Immigration also reduces prosperity by elevating taxes. Why? Immigrants are a net burden on the welfare state. This was documented in a comprehensive study from the National Academies of Sciences, Engineering, and Medicine. The Academies made three key findings. First, immigration reduced wages and employment opportunities for American citizens (surprise!).
Second, the economic output of the immigrant population follows a Pareto distribution. That is, the most productive 15 percent of immigrants provide massive economic benefits. Meanwhile, the next 35 percent are revenue-neutral and the bottom 50 percent are a net drain on American taxpayers. In fact, it is estimated that this bottom cohort will cost American taxpayers a net $1.9 trillion in taxes over the course of their lifetimes.
The Academies’ findings are far from unique.
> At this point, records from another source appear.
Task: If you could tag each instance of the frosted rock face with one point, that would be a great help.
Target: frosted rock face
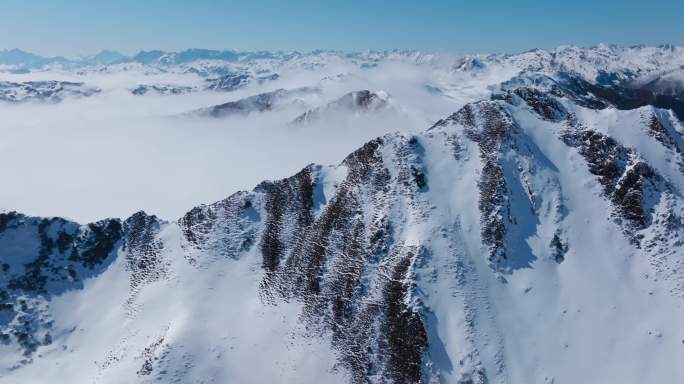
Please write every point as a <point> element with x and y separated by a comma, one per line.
<point>532,236</point>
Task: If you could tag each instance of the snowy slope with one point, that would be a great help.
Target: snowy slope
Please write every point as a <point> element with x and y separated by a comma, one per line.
<point>532,238</point>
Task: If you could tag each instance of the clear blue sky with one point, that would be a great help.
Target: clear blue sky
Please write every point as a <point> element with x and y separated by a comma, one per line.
<point>75,27</point>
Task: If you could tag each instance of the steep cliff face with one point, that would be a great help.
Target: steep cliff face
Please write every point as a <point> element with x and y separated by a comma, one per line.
<point>513,241</point>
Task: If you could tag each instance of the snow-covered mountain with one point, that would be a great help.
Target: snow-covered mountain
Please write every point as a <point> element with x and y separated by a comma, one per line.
<point>533,234</point>
<point>356,102</point>
<point>43,91</point>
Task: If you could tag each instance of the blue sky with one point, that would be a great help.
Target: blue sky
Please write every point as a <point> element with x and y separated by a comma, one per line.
<point>76,27</point>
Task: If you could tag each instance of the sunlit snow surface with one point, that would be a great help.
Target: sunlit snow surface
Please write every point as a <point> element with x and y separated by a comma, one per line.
<point>609,310</point>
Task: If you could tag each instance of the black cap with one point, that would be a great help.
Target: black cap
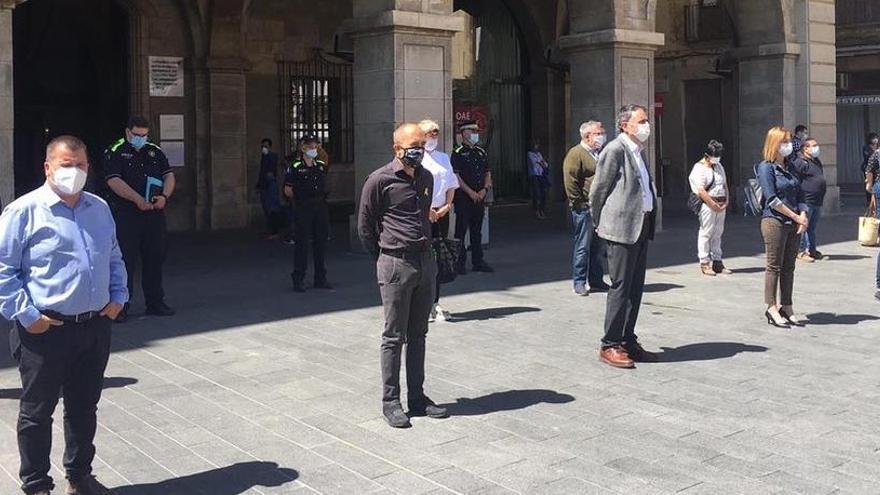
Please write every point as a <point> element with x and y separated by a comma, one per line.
<point>309,138</point>
<point>469,124</point>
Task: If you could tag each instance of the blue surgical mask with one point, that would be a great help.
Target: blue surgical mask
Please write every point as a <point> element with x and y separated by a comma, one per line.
<point>138,141</point>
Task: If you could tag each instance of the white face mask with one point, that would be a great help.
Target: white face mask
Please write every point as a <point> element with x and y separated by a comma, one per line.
<point>644,132</point>
<point>69,180</point>
<point>785,149</point>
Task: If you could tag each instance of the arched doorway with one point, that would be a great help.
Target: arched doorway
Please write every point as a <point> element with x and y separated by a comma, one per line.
<point>498,84</point>
<point>71,76</point>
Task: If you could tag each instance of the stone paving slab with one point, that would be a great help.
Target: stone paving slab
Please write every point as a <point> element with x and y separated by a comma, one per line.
<point>254,389</point>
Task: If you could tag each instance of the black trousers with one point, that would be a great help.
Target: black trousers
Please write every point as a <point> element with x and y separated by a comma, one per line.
<point>627,264</point>
<point>311,222</point>
<point>439,230</point>
<point>143,239</point>
<point>71,358</point>
<point>406,284</point>
<point>469,220</point>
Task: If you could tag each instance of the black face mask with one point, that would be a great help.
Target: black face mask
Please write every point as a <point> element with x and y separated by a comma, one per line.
<point>413,157</point>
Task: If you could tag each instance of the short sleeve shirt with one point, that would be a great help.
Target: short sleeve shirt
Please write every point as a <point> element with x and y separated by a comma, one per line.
<point>135,167</point>
<point>308,183</point>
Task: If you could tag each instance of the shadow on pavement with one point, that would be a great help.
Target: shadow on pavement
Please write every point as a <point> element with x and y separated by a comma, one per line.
<point>510,400</point>
<point>491,313</point>
<point>838,319</point>
<point>109,382</point>
<point>654,288</point>
<point>231,480</point>
<point>706,351</point>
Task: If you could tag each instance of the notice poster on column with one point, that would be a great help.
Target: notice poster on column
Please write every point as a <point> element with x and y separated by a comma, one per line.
<point>166,76</point>
<point>174,151</point>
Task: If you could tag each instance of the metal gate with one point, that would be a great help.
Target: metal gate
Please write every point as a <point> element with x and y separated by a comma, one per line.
<point>317,98</point>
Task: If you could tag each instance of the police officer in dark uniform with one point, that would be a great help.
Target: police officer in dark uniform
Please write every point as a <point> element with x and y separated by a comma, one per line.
<point>141,182</point>
<point>471,165</point>
<point>306,186</point>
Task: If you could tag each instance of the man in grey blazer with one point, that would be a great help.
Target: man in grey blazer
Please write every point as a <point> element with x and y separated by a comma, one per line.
<point>624,204</point>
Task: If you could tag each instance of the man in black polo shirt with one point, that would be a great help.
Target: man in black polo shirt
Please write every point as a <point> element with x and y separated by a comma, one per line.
<point>138,173</point>
<point>471,164</point>
<point>394,226</point>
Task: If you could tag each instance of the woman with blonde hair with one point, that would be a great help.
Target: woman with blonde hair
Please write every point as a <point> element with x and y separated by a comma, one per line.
<point>445,184</point>
<point>783,220</point>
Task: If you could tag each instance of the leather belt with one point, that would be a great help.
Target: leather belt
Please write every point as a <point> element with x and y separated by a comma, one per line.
<point>80,318</point>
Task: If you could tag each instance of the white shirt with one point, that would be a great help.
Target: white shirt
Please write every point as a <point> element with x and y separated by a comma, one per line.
<point>644,177</point>
<point>701,177</point>
<point>440,167</point>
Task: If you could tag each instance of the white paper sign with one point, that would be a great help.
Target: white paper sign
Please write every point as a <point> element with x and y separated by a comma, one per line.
<point>171,126</point>
<point>174,151</point>
<point>166,76</point>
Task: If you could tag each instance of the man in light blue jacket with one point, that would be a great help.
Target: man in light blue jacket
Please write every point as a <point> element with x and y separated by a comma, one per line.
<point>624,204</point>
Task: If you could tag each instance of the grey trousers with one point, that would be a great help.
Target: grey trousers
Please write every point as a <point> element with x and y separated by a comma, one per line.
<point>406,284</point>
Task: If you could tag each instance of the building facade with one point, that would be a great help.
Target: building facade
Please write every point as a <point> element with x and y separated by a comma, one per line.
<point>217,76</point>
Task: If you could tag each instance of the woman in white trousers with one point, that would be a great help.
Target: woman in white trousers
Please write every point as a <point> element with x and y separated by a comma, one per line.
<point>709,182</point>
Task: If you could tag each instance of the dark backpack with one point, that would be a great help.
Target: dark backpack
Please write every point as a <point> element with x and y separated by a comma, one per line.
<point>753,201</point>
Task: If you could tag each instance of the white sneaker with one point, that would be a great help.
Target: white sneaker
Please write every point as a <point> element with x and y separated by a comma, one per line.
<point>441,314</point>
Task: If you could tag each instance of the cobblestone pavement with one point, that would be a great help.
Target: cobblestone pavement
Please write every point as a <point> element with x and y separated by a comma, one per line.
<point>253,389</point>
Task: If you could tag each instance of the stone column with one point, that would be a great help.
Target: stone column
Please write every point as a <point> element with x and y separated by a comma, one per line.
<point>7,115</point>
<point>402,73</point>
<point>611,68</point>
<point>228,171</point>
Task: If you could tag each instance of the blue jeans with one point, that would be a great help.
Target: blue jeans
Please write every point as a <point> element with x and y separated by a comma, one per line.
<point>808,240</point>
<point>587,250</point>
<point>877,198</point>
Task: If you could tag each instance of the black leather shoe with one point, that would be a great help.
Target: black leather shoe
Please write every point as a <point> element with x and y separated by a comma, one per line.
<point>600,287</point>
<point>426,407</point>
<point>160,309</point>
<point>322,284</point>
<point>122,317</point>
<point>87,486</point>
<point>395,416</point>
<point>483,267</point>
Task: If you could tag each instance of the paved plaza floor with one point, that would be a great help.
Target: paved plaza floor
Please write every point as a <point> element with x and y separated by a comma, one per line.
<point>254,389</point>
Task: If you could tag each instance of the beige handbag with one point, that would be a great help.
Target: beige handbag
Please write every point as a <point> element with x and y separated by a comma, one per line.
<point>869,228</point>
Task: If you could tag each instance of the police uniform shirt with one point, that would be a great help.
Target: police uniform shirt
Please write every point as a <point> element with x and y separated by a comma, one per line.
<point>134,166</point>
<point>308,183</point>
<point>471,163</point>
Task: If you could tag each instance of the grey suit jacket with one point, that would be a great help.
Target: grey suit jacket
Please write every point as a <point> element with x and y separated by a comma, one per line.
<point>616,195</point>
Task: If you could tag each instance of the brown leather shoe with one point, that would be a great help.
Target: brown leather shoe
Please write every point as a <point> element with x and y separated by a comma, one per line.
<point>638,354</point>
<point>616,356</point>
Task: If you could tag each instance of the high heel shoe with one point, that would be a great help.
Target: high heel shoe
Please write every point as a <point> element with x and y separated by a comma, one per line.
<point>772,321</point>
<point>790,319</point>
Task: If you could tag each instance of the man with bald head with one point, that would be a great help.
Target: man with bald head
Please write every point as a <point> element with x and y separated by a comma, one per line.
<point>394,226</point>
<point>63,282</point>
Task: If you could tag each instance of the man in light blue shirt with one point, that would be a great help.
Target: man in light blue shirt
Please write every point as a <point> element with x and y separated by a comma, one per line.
<point>62,281</point>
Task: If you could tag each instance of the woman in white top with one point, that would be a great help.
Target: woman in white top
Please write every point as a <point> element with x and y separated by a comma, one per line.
<point>709,182</point>
<point>445,184</point>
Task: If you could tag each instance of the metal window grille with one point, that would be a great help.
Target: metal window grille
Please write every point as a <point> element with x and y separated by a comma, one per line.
<point>317,98</point>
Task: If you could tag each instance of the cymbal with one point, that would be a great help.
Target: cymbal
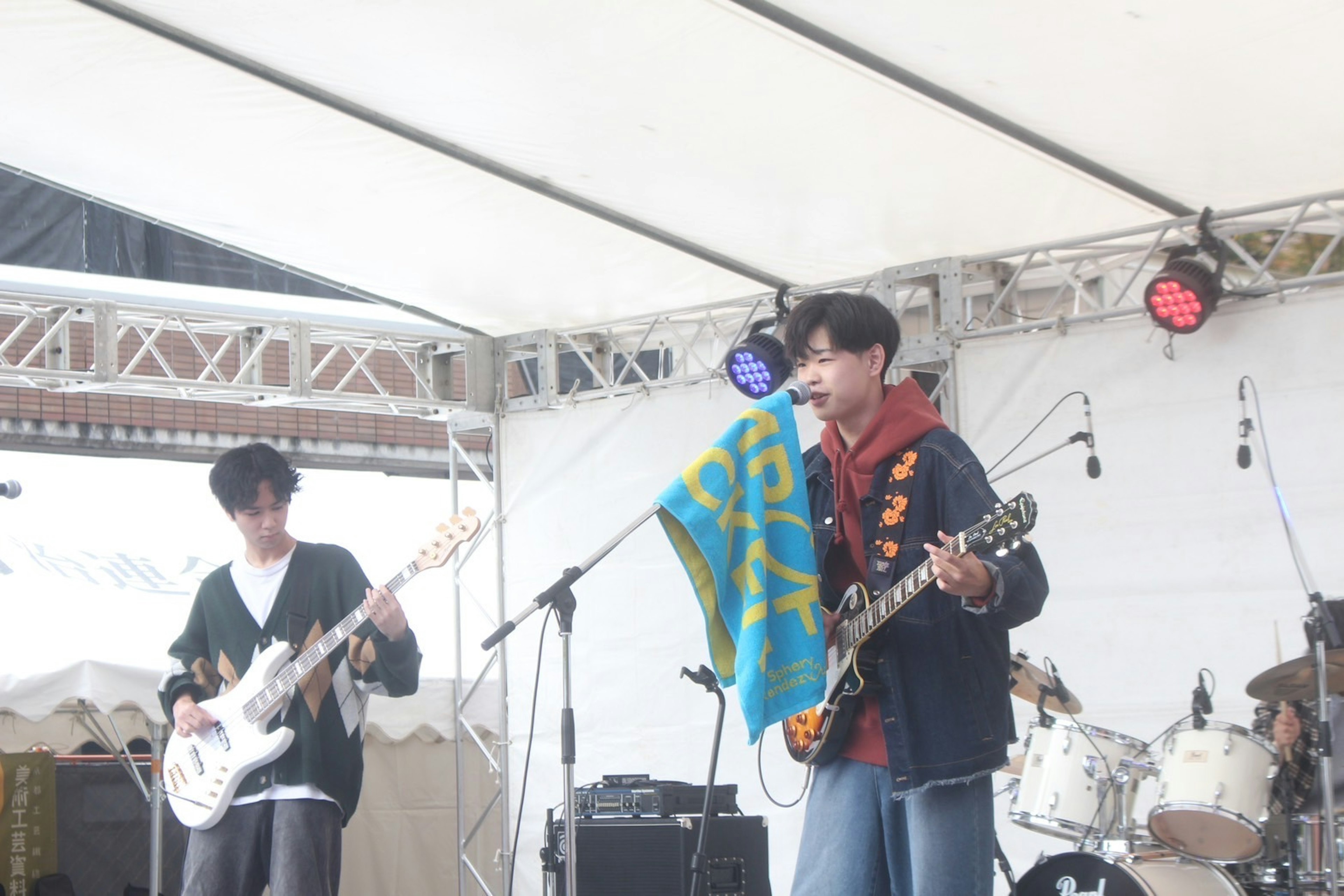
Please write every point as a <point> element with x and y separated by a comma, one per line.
<point>1296,679</point>
<point>1027,682</point>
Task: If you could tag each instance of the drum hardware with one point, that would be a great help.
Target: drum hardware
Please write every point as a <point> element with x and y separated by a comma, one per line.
<point>1066,786</point>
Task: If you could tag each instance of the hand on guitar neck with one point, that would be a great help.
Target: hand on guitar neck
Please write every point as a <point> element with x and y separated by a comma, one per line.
<point>960,574</point>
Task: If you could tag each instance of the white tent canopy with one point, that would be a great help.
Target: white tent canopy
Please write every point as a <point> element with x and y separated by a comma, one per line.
<point>526,166</point>
<point>701,120</point>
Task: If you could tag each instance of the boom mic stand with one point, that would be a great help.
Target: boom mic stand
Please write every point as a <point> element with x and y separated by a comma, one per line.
<point>562,597</point>
<point>701,862</point>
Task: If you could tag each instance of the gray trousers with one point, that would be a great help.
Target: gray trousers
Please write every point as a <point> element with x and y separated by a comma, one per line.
<point>291,844</point>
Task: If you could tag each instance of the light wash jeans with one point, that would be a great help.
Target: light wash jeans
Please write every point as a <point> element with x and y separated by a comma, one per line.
<point>291,844</point>
<point>859,841</point>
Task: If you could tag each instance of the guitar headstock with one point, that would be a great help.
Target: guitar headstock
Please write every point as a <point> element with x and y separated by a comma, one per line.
<point>1004,530</point>
<point>451,535</point>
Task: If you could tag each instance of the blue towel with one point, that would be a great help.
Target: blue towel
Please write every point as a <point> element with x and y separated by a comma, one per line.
<point>738,519</point>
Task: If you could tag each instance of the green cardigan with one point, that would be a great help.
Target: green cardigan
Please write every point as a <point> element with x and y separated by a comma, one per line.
<point>327,710</point>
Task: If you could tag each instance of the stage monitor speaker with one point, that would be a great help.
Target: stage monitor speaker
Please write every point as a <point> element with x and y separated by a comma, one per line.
<point>652,856</point>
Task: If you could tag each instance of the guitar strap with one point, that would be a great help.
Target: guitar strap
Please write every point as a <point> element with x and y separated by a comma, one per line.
<point>896,504</point>
<point>299,598</point>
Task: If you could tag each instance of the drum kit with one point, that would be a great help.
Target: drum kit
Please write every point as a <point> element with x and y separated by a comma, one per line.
<point>1209,832</point>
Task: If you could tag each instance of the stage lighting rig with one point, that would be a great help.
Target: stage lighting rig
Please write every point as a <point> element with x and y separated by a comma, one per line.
<point>1186,291</point>
<point>758,365</point>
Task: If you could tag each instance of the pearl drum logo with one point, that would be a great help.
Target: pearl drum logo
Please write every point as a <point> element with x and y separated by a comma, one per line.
<point>1069,887</point>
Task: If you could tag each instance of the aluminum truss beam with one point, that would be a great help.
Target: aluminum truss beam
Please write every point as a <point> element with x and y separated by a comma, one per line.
<point>940,303</point>
<point>105,346</point>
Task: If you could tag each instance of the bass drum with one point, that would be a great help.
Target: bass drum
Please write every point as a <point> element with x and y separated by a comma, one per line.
<point>1096,875</point>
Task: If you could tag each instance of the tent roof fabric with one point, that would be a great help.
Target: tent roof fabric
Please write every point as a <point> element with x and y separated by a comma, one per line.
<point>702,120</point>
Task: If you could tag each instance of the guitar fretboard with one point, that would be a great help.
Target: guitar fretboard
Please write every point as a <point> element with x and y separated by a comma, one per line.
<point>294,672</point>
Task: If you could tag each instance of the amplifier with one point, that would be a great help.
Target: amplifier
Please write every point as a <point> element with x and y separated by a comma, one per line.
<point>652,856</point>
<point>655,798</point>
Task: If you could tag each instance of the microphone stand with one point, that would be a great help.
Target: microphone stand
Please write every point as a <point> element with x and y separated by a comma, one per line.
<point>1323,627</point>
<point>1077,437</point>
<point>562,597</point>
<point>701,860</point>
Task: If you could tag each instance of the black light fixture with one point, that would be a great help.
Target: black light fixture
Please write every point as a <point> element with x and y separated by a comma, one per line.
<point>1186,291</point>
<point>758,365</point>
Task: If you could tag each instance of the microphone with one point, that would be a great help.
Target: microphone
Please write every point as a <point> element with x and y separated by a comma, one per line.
<point>799,391</point>
<point>1093,464</point>
<point>1244,429</point>
<point>1201,703</point>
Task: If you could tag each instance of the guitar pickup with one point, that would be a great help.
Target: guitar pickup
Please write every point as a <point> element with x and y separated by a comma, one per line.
<point>224,735</point>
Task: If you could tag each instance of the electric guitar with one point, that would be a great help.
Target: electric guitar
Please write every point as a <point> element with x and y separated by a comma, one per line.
<point>815,737</point>
<point>201,771</point>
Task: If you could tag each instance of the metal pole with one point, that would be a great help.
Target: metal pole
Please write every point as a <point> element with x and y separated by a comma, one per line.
<point>158,738</point>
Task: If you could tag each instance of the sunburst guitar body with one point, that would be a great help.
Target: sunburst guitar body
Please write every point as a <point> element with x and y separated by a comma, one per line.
<point>816,737</point>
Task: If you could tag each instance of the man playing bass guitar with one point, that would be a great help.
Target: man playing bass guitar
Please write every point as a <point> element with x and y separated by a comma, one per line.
<point>284,824</point>
<point>906,808</point>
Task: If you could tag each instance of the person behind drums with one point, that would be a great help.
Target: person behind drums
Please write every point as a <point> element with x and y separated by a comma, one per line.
<point>1292,727</point>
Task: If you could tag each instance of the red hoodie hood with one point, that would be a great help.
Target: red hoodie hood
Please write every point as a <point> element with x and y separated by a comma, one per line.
<point>906,416</point>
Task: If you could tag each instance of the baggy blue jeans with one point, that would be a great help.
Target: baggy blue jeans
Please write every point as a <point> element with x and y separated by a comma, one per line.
<point>859,841</point>
<point>291,844</point>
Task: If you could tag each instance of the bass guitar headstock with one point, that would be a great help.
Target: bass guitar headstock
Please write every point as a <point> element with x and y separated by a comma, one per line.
<point>451,536</point>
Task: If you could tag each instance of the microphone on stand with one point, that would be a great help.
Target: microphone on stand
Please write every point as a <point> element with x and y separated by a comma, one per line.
<point>1201,703</point>
<point>799,391</point>
<point>1244,451</point>
<point>1093,464</point>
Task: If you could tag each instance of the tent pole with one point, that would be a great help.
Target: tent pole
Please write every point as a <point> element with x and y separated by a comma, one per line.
<point>158,738</point>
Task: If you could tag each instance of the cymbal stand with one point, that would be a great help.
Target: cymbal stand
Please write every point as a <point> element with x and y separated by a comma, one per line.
<point>1323,625</point>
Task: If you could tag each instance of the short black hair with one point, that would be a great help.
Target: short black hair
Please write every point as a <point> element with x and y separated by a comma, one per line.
<point>238,475</point>
<point>855,323</point>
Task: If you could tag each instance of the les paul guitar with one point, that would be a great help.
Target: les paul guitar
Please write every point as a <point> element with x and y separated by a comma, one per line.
<point>202,771</point>
<point>815,737</point>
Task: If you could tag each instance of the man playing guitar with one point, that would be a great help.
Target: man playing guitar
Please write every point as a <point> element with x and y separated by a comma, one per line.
<point>284,824</point>
<point>906,808</point>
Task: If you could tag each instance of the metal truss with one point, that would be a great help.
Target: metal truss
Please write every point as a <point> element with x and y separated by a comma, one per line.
<point>943,303</point>
<point>472,879</point>
<point>103,346</point>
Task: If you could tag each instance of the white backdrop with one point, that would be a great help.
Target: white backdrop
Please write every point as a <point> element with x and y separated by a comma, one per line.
<point>1172,561</point>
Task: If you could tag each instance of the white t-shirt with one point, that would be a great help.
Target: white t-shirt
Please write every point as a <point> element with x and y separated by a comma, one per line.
<point>259,590</point>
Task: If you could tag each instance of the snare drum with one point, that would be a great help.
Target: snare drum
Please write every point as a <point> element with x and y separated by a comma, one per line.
<point>1065,788</point>
<point>1089,874</point>
<point>1213,793</point>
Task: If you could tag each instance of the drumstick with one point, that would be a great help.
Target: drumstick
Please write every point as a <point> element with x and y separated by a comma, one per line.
<point>1283,704</point>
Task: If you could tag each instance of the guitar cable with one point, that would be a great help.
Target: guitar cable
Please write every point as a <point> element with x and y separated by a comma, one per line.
<point>807,781</point>
<point>527,757</point>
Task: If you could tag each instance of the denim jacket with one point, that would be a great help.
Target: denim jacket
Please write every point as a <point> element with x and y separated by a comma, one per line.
<point>943,664</point>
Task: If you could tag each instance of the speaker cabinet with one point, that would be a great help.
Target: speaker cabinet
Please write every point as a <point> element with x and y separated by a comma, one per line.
<point>652,856</point>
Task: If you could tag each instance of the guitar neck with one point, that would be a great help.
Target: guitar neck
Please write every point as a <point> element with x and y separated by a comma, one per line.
<point>857,629</point>
<point>292,672</point>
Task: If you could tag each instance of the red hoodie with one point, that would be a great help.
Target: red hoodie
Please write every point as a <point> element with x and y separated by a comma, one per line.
<point>906,416</point>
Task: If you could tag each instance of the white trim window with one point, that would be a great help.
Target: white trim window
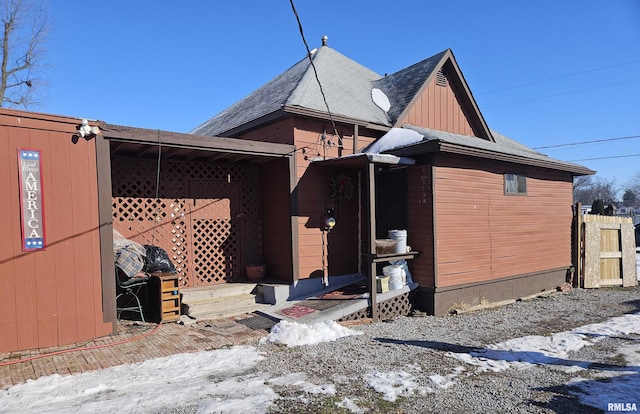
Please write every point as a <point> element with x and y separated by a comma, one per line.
<point>515,184</point>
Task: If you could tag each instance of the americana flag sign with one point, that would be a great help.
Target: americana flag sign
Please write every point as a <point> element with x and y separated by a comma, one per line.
<point>31,203</point>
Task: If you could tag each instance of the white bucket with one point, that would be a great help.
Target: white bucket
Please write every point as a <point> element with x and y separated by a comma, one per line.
<point>395,276</point>
<point>401,237</point>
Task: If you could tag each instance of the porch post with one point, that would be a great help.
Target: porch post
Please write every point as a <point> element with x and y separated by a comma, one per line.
<point>371,192</point>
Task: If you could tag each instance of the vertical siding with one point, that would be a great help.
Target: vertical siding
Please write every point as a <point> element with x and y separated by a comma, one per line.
<point>341,245</point>
<point>53,296</point>
<point>483,234</point>
<point>280,132</point>
<point>276,219</point>
<point>438,108</point>
<point>420,223</point>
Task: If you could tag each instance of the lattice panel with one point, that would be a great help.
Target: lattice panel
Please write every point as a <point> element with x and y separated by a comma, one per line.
<point>207,217</point>
<point>215,252</point>
<point>157,222</point>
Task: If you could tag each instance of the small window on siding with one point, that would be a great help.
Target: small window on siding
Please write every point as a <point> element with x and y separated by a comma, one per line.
<point>441,79</point>
<point>515,184</point>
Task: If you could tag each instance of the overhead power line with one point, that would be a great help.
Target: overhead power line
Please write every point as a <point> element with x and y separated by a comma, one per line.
<point>564,93</point>
<point>607,158</point>
<point>559,77</point>
<point>315,71</point>
<point>588,142</point>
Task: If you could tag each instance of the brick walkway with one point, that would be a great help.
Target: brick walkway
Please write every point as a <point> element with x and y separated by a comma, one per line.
<point>135,342</point>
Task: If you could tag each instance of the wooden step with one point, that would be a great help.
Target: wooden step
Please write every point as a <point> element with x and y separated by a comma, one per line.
<point>220,301</point>
<point>218,291</point>
<point>225,313</point>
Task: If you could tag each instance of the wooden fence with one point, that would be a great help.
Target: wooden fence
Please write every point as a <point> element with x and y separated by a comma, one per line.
<point>607,251</point>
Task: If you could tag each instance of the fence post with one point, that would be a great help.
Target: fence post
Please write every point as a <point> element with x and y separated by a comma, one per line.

The nonlinear, and deleterious, economic effects of immigration are echoed throughout the West.
Denmark’s Ministry of Finance recently found that non-European immigrants (and their children) consumed 59 percent of the tax surplus generated by native Danes. Canada’s Fraser Institute likewise found that mass immigration costs Canadian taxpayers $24 billion annually. Finally, a study from the University College of London found that immigrants cost British taxpayers billions every year.
Who pays for all this? Natural-born citizens. We make, they take. Simple.
Immigration also indirectly hurts American workers by increasing the cost of living and reducing economic efficiency. Nowhere is this more apparent than when it comes to housing. Since 1973, the cost of housing in America (relative to purchasing power) has increased by 73 percent. The main driver of this is the influx of more than 60 million immigrants into America’s major cities—how could it be otherwise?
What about the infrastructure costs to support our larger population? The American Society of Civil Engineers predicts that America’s infrastructure deficit will reach $3.6 trillion by 2020. Who’s paying for this? Not immigrants. And what about something as mundane as traffic jams? More people on the roads means more traffic jams, which already cost America $124 billion a year in lost productivity.
Immigration poses real problems—problems that Muresianu completely ignores. Why? Because libertarians don’t care about America. They don’t care about the American people. And they don’t care about you.
Libertarians care about a theoretical construct they call “freedom,” buy only in its most rarefied and abstract sense. Invariably, they support anti-American policies if they happen to conform to libertarian theology. Is this any different than Islamists pursuing universal submission to Allah, or Communists fighting for global equality? I think not.